Dolayısıyla, pozitif hukuk açısından bakıldığında, AİöS,
hukuksal (legal) olarak bağlayıcı nitelikte uluslararası bir sözleşmedir. 1982
Anayasası'nın 90. maddesi/son fıkrasında yer alan "Usulüne göre yürürlüğe
konulmuş uluslararası sözleşmeler kanun hükmündedir. Bunlar hakkında Anayasa'ya
aykırılık iddiası ile Anayasa Mahkemesi'ne başvurulamaz" hükmü gereği, AİöS
kanun hükmünde olup iç hukukun bir parçası olarak yer almaktadır. Somut bir
biçimde ifade edecek olursak, Anyasa'nın ilgili hükmü gereği, Terörle Mücadele
Yasası ne derece hukuksal değere sahipse AİöS
de aynı değere sahiptir. Dolayısıyla, kanun uygulayıcıları, hukuki ve siyasi
bağlayıcılığından dolayı bu sözleşmeye uymak zorundadırlar.
2. Sözleşmenin Amacı ve Kapsamı
AİöS'nin
amacı, özgürlüklerinden yoksun bırakılmış kişilerin denetimini sağlamak ve
özellikle de sözkonusu kişilere karşı işkence veya insanlık dışı muamale
yapılmasını engellemektir. Sözleşmenin 1. maddesi, bu amacın tahakkuku için bir
Avrupa İşkenceyi önleme Komitesi (AİöK)
kurmuştur. Bu komite hakkında az sonra bilgi verilecektir. Burada hemen ifade
edecek olursak, AİöK yargısal (judicial)
bir organ olmayıp, kendisine delil toplama ve rapor yapma fonksiyonu verilen
yargısal olmayan (Non-Judicial) bir organdır.
Dolayısıyla AİöK, insanların
işkence veya insanlık dışı muamele veya cezaya maruz kalmama haklarının
uluslararası korunumu açısından, ziyaretlere dayalı, önleyici (preventive)
karakterli bir organ olup proaktif bir yapıya sahiptir. Kendilerinin, AİHS'nin
3. maddesine aykırı biçimde, işkence veya insanlık dışı muameleye maruz
kaldığını iddia edenlerle ilişkili olarak AİHS'deki mekanizmalar ise işlemeye
devam etmektedir.
3. Avrupa İşkenceyi önleme
Komitesi
Az önce
belirtildiği gibi, Avrupa İşkenceyi önleme
Komitesi (AİöK), delil toplama ve
rapor yapma fonksiyonuna sahip yargısal olmayan bir organ olup, sözleşmeye taraf
devletlerin birer temsilcisinden oluşmaktadır.
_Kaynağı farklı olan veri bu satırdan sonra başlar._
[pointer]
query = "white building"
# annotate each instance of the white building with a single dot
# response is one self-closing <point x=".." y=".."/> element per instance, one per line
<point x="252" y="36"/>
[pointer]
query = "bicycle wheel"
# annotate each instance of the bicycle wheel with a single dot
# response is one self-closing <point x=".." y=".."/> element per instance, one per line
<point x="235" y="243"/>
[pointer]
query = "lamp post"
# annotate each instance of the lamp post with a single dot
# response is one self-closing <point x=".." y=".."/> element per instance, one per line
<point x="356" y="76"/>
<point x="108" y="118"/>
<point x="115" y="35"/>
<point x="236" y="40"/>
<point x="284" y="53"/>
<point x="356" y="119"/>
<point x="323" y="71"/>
Yargısal olmayan bir organ olma niteliğinin ortaya çıkardığı iki önemli özellik
vardır. Bunlardan birisi, AİöK
bireysel şikayetler konusunda karar verme yetkisine sahip değildir. Diğeri ise,
fonksiyonunu yerine getirebilmesi için, AİöK'ne
özgürlüklerden yoksun bırakılma yerlerine periyodik ve periyodik olmayan (ad
hoc) ziyaretler yapma yetkisi verilmiştir. Böyle bir yetki verilmesinin
amacı, özgürlüklerinden yoksun bırakılan kişilere yapılan muameleleri
incelemektir. Elbette, bu ziyaretler, gerektiğinde, sözkonusu kişilerin işkence
veya insanlık dışı muamelelerden korunmalarının güçlendirilmesi düşüncesi ile
yapılabilecektir.
AİöK'nin
görevi, insan hakları ihlallerinden dolayı devletleri suçlayarak mahkum etmek
veya kınamak olmayıp, özgürlüğünden yoksun bırakılmış kişilerin korunmasını daha
da güçlendirmek için taraf devletlerle işbirliğine gitmektir.
Dolayısıyla, sözleşmeye taraf her bir devlet, AİöK'nin
karakol, cezaevi, akıl hastanesi gibi kamu otoriteleri tarafından kişilerin
özgürlüklerinden yoksun bırakıldığı yerlere yapacakları ziyaretlere izin vermek
zorundadır.
AİöK, her ziyaret sonrasında,
ilişkide bulunduğu makamların görüşlerini de içerecek biçimde tespit ettiği
durumlar hakkında bir rapor hazırlar. Rapor, Nezarethane, cezaevi gibi
özgürlüklerden yoksun bırakılan yerlerin fiziksel şartlarının düzeltilmesi veya
kişilerin daha sağlıklı bir başka yere nakli gibi tavsiyeleri de içerebilir.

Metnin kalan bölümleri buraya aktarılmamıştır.